Hot experiences

Flash Interview with Daniel Dias

Call To Memories — Dec 2022

C — What is the memory from your past that most positively influenced your professional life?

DD- For some people picking one moment can be difficult, for me that moment is very clear!
The decision I remember as a pivotal one happened just before I started my professional life. I was hired in April 1998 to join in September of that year. At the time, there was still no Celfocus. 

In July of that same year,  I was found myself in a big dilemma with a difficult decision to take. I was invited to be the captain of the Portuguese Futsal Team to play in the University World Cup in September. That would imply asking Novabase to delay my start to October.

At the same time, the Project Manager asked me to start in August to be part of a new project that was starting. After struggling on what I should do, I decided to say No to both invites and keep my original commitment to start working in September.

How did  this influence my professional life? 

When I started in September, I joined a start up in Novabase called CFocus that later in 2000 would become Celfocus. Twenty-four years after that moment, I am still part of this great team.

C — What is the "hot experience" that you believe everyone should have when working in technology?

DD — In a narrow view, working in technology is about creating solutions based on technology to support the needs of Clients and Users. However, when building solutions there is a life cycle from sales, design, implement, test, deploy and support. I believe that experiencing all these different stages is extremely valuable for someone working in technology.

The hot experience that I would recommend is working on a live solution support team. This will help you to develop a number of key hard and soft skills. You need to have the hard skills to understand how the solution is built, the functionality, the knowledge of the core technology it is based on, and the infrastructure ecosystems it is running on.

You will also need to have the soft skills to interact with the client users that use the solution, to understand their asks and complaints, and be able to coordinate investigation and resolution activities with other teams and peers. 

And on top of this, sometimes you will need to do all of this with the pressure of a P1, which requires you to provide answers in minutes!   

I remember these moments until this day, but I see all of them as great experiences that helped me to develop and build muscle on my nervous system :-) 

C — Which old song would best serve as a soundtrack for life at Celfocus today? Why?

DD — That is subjective question because all of us can interpret the current moment in different ways, depending on their professional stage and ambition.  

My interpretation and reading is that Celfocus is at a pivot moment. We are preparing a new future for us, a new Dream.

We have the dream to be a company that excels in the cognitive and analytics space, that is recognised world wide to build mission critical solutions that leverage on data and create value for our clients by resolving meaningful problems.   

We are now starting a new journey, changing our organisation to become more focused on that dream.

This will not be an easy journey. We will face a lot of challenges.
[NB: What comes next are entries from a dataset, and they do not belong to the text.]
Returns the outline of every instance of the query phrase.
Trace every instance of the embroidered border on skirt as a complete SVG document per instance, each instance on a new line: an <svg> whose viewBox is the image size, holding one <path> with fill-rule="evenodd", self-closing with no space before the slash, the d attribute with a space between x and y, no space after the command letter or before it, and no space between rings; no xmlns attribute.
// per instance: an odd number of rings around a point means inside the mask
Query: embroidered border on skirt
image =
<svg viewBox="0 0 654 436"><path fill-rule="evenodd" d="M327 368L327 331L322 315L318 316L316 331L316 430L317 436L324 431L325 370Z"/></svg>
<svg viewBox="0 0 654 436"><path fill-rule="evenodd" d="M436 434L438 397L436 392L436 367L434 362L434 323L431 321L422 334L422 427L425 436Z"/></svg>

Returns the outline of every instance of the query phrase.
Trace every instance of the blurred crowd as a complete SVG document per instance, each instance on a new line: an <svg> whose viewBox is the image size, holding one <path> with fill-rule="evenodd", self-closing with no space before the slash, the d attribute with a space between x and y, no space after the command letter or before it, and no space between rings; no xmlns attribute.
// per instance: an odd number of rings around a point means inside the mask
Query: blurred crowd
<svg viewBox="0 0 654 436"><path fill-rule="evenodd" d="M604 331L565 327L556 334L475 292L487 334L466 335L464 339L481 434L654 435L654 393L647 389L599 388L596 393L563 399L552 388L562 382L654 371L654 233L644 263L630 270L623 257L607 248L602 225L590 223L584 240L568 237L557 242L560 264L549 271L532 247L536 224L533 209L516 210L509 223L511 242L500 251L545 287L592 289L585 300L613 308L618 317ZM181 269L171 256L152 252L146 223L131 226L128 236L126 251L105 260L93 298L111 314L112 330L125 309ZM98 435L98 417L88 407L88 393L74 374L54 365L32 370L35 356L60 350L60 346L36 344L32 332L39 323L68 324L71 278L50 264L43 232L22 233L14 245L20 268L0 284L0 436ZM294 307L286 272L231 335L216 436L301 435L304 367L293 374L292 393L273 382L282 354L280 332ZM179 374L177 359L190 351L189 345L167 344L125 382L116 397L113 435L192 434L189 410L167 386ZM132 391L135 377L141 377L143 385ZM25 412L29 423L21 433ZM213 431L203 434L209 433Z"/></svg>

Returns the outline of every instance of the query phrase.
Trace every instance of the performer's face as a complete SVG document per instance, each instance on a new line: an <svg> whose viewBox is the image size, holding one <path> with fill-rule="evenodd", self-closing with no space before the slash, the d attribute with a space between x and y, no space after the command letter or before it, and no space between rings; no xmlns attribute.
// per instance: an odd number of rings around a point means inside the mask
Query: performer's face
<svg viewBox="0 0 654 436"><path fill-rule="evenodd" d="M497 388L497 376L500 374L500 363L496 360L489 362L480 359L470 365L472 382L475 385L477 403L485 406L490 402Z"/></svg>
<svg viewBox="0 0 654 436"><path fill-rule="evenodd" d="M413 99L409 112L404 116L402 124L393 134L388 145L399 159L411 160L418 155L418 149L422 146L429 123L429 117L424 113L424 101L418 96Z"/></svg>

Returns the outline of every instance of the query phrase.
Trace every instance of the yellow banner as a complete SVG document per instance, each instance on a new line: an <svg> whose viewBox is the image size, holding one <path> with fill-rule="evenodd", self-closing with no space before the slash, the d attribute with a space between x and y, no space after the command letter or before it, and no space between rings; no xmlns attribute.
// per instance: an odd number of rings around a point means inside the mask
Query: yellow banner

For the journey to be successful making the dream a reality, we will need to have great people that will create stronger and united teams to overcome the challenges ahead.  

In terms of music, I would pick the 80’s. It was a wonderful period for music. 

A song that still inspires me today, and can be an energy booster for what is to come is Together in electric dreams

PS: My experience at Celfocus has been a “walk of life” together with “brothers in arms”.

C — Tell us about an unlikely event that was really important for your personal development? Why?

DD — It happened in 2002. I was completely focused on the Vodafone Portugal Postpaid transformation project. Until one day, our CEO at the time asked me, with very short-notice (1hour), to replace him at a meeting with the CIO of J-Phone (Vodafone Japan). Skipping the part where I stressed about what I should say, the meeting went very well and 4 weeks later, we were asked to join J-Phone in Tokyo - Celfocus’ 1st international project.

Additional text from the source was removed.